Scikit-Learn offers the possibility to generate a Confusions Matrix. In this matrix the predictions are compared with the true values. On the diagonal is the accuracy with which the respective number is predicted. Next to the diagonal is the percentage of incorrectly predicted values.

In [None]:
# After training and testing, get the predictions on the test set
model.eval()  # Set model to evaluation mode
with torch.no_grad():
    test_outputs = model(test_data_t)
    _, test_predictions_tensor = torch.max(test_outputs.data, 1)
    correct_test = (predicted_test == test_labels_t).sum().item()
    test_accuracy = correct_test / len(test_labels_t) * 100

# Print the accuracy of the final test results
print(f"Final Test Accuracy: {test_accuracy:.2f}%")    
    
# Convert the tensor predictions to a numpy array
test_predictions_numpy = test_predictions_tensor.numpy()

# Calculate the confusion matrix
confusion_mat = confusion_matrix(test_labels, test_predictions_numpy, normalize="true")

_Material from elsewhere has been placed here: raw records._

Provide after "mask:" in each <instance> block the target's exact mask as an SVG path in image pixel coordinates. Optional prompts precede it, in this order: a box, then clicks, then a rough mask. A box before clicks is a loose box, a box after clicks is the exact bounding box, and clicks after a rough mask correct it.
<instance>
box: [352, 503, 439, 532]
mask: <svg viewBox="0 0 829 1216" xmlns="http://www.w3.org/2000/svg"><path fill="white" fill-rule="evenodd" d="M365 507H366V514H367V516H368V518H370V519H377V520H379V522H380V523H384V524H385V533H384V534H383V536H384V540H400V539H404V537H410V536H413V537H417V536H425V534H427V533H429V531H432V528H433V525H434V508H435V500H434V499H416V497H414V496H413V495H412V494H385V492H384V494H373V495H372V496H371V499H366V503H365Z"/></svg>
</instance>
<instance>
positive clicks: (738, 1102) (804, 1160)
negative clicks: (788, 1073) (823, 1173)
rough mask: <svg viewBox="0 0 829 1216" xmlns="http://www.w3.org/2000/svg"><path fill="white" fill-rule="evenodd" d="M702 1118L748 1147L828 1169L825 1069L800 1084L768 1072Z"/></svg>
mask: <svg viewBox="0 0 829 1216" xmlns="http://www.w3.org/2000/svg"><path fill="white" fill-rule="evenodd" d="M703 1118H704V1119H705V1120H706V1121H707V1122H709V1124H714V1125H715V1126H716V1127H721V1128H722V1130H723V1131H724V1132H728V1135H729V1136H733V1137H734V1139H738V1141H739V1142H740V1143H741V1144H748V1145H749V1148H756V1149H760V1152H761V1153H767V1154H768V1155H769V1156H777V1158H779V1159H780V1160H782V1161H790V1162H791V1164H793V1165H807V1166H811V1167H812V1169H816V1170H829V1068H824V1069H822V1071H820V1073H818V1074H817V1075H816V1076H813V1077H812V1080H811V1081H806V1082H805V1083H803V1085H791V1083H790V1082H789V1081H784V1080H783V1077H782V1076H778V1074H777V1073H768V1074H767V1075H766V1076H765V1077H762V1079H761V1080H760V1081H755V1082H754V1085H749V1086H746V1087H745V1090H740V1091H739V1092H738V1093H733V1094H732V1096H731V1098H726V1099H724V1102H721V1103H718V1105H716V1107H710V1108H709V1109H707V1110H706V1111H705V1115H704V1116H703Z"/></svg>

# Get the number of classes
num_classes = len(gesture_set)

# Plot the confusion matrix with normalized numbers
plt.figure(figsize=(8, 6))
plt.imshow(confusion_mat, interpolation='nearest', cmap=plt.cm.Blues)
plt.colorbar()
plt.xlabel('Predicted')
plt.ylabel('True')
plt.title('Normalized Confusion Matrix')
plt.xticks(np.arange(len(gesture_set)), gesture_set, rotation=45, ha='right')
plt.yticks(np.arange(len(gesture_set)), gesture_set)

# Add text annotations of normalized numbers
thresh = confusion_mat.max() / 2.0
for i in range(num_classes):
    for j in range(num_classes):
        plt.text(j, i, f'{confusion_mat[i, j]:.2f}', ha='center', va='center',
                 color='white' if confusion_mat[i, j] > thresh else 'black')

plt.tight_layout()
plt.show()

## Optimization and further tests

**Congratulations**, <br>
The foundation stone has been laid and you have trained an artificial neural network that is capable of recognizing hand gestures using a highly-integrated 60 GHz FMCW radar sensor. <br><br>
**However,** the system is not perfect yet and you can start now to optimize the parameters to further improve the prediction. 

**Task:** You can also run some further tests to check the quality of the network and the importance of the data. This can also help you understanding what the network learns from the data. As ideas:
* If you delete the azimuth and elevation angle `samples[:,2,:,:] = 0` and/or `samples[:,3,:,:] = 0` in the samples. What do you expect? Try it out and verify your considerations. 
* If you delete the azimuth and elevation angle `test_data[:,2,:,:] = 0` and/or `test_data[:,3,:,:] = 0` only in the test data. What do you expect? Try it out and verify your considerations. 

* Have you wondered why the **validation loss** is sometimes < than the **training loss**? Or why the test accuracy is sometimes *better* that the train accuracy? If yes, you might find [this explanation (https://twitter.com/aureliengeron/status/1110839223878184960)](https://twitter.com/aureliengeron/status/1110839223878184960) very helpful. <br>
Go back and test what happens to the model when you remove (comment out) the Droput layer. Write down the maximum test accuracy beforehand and compare them. What do you notice?